But at the center of the Middle East is and always will be Israel and its erstwhile Palestinian partner/enemy. Benyamin Netanyahu has long had a hard edged perspective on the issues. As leader of Likud he has opposed the current negotiations, favored expanding West Bank settlements, and opposed a 2-state solution. Now, he's suggesting that he, like Barack Obama, is a pragmatist.
In an article in the New York Times today, reporter Ethan Bronner writes:
But when he was prime minister a decade ago he explored the issue through an American intermediary. The Israeli election campaign in recent weeks tilted rightward after the war in Gaza, so he may have been campaigning rather than revealing his true intentions. Those on the left who dislike Mr.

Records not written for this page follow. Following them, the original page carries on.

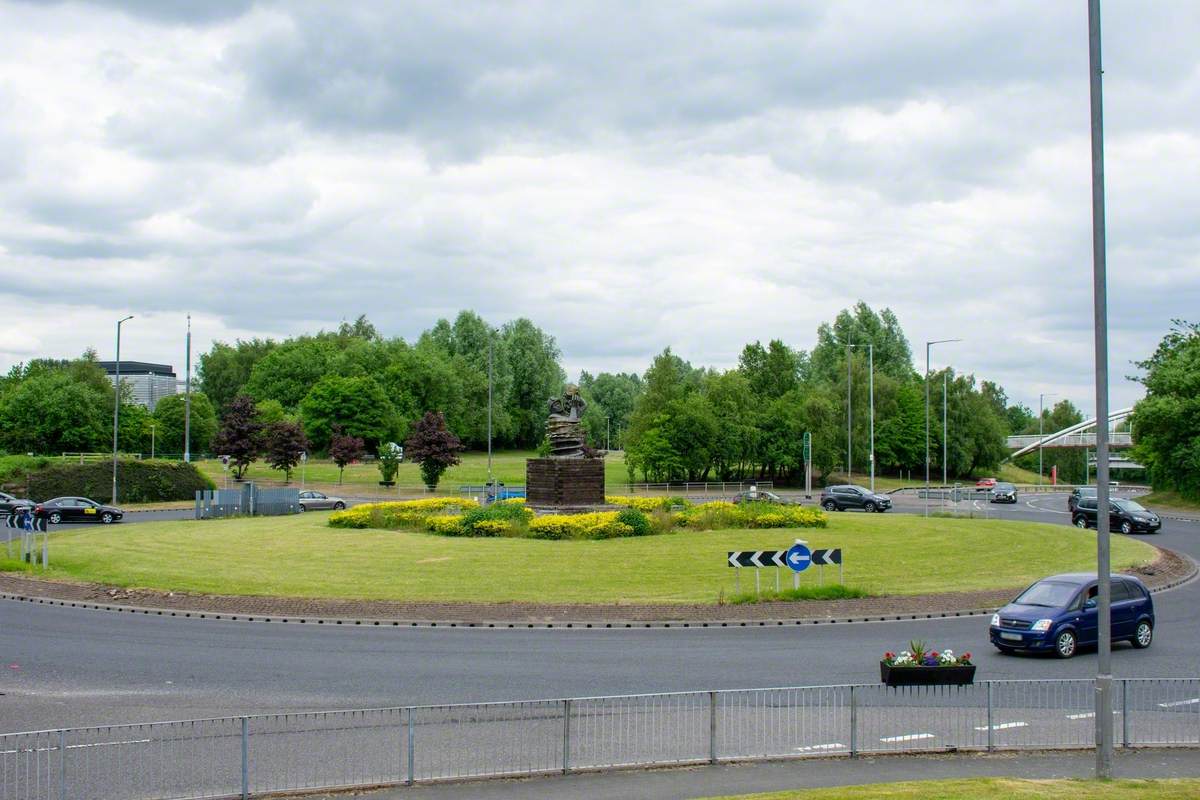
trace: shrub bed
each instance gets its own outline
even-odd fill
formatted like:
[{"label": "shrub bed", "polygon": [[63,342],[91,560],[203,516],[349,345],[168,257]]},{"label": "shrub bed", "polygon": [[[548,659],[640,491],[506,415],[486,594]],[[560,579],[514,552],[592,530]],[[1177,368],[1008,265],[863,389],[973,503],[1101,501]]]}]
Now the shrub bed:
[{"label": "shrub bed", "polygon": [[[112,462],[89,464],[50,464],[29,473],[29,499],[35,502],[52,497],[112,497]],[[183,461],[117,462],[117,498],[122,503],[160,503],[166,500],[194,500],[196,492],[215,488],[213,482]]]}]

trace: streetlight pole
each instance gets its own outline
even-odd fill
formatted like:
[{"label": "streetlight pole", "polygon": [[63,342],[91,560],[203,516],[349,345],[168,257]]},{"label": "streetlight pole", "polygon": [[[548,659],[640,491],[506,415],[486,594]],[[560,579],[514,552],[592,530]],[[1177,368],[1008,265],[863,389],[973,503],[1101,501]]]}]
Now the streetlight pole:
[{"label": "streetlight pole", "polygon": [[150,459],[154,459],[154,423],[150,423]]},{"label": "streetlight pole", "polygon": [[950,369],[947,367],[942,370],[942,488],[945,489],[950,483],[950,478],[947,475],[947,464],[950,454],[950,429],[946,426],[946,406],[949,405],[947,399],[949,393],[946,391],[947,382],[950,379]]},{"label": "streetlight pole", "polygon": [[604,418],[604,449],[612,450],[612,417]]},{"label": "streetlight pole", "polygon": [[1096,777],[1112,777],[1112,594],[1108,519],[1108,274],[1104,231],[1104,91],[1100,0],[1088,0],[1088,71],[1092,133],[1092,315],[1096,345]]},{"label": "streetlight pole", "polygon": [[117,320],[117,380],[114,384],[116,391],[113,396],[113,469],[112,469],[112,502],[117,504],[117,430],[121,424],[121,324],[133,319],[133,315]]},{"label": "streetlight pole", "polygon": [[1038,486],[1042,485],[1042,418],[1046,412],[1044,406],[1047,397],[1054,397],[1057,392],[1042,392],[1038,395]]},{"label": "streetlight pole", "polygon": [[854,459],[850,457],[850,420],[853,405],[850,400],[850,348],[853,344],[846,343],[846,483],[854,473]]},{"label": "streetlight pole", "polygon": [[493,331],[488,328],[488,486],[492,485],[492,340]]},{"label": "streetlight pole", "polygon": [[925,343],[925,516],[929,516],[929,351],[935,344],[962,339],[934,339]]},{"label": "streetlight pole", "polygon": [[[187,372],[183,381],[183,460],[192,460],[192,315],[187,318]],[[301,483],[303,485],[303,483]]]},{"label": "streetlight pole", "polygon": [[[851,348],[851,347],[864,347],[864,346],[867,348],[867,386],[868,386],[867,395],[870,398],[869,402],[870,402],[870,407],[871,407],[871,453],[870,453],[870,457],[871,457],[871,491],[874,492],[875,491],[875,345],[872,342],[846,345],[847,352],[849,352],[849,348]],[[849,361],[849,359],[847,359],[847,361]],[[849,392],[846,393],[846,396],[847,396],[847,398],[849,398],[849,396],[850,396]],[[847,452],[849,452],[849,450],[850,450],[849,430],[850,430],[849,423],[847,423],[847,425],[846,425],[846,431],[847,431],[846,451]]]}]

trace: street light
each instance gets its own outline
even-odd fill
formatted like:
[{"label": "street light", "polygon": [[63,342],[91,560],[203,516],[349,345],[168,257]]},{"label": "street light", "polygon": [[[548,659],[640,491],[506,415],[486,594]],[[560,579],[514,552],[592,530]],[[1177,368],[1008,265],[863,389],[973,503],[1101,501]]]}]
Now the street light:
[{"label": "street light", "polygon": [[[847,347],[866,347],[867,348],[867,385],[868,396],[870,397],[871,406],[871,491],[875,491],[875,345],[871,342],[865,344],[848,344]],[[847,379],[848,380],[848,379]],[[849,392],[846,393],[849,396]],[[847,441],[847,452],[849,451],[849,442]]]},{"label": "street light", "polygon": [[117,426],[121,422],[121,323],[128,322],[131,319],[133,319],[132,314],[117,320],[117,381],[114,384],[116,392],[113,398],[112,502],[114,506],[117,504]]},{"label": "street light", "polygon": [[154,423],[150,423],[150,459],[154,460]]},{"label": "street light", "polygon": [[1042,485],[1042,417],[1047,397],[1057,397],[1058,392],[1042,392],[1038,395],[1038,486]]},{"label": "street light", "polygon": [[925,343],[925,516],[929,516],[929,351],[935,344],[962,339],[934,339]]}]

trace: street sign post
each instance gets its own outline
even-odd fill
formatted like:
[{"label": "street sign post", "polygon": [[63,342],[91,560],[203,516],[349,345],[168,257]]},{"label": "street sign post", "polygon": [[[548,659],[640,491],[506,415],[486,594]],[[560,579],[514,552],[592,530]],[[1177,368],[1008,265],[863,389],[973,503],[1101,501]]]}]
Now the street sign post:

Netanyahu say they hope he is as personally ambitious as they suspect and that pressure from Washington will produce results.“I don’t think he has much compunction in sacrificing an ideological position as long as it keeps him in power,” said Yaron Ezrahi, a liberal political scientist at Hebrew University. “We either need a prime minister who is ideologically committed to a two-state solution and has the power to move the country in that direction, or a very flexible opportunist who appears committed to the right but acts according to what is necessary.”
So, the question is -- Is Netanyahu a rigid ideologue or an ambitious pragmatist? If it's the latter there may be hope for peace. But at the same time, the question is: Will his envisioned solutions be acceptable to Palestinians? Again, time will tell.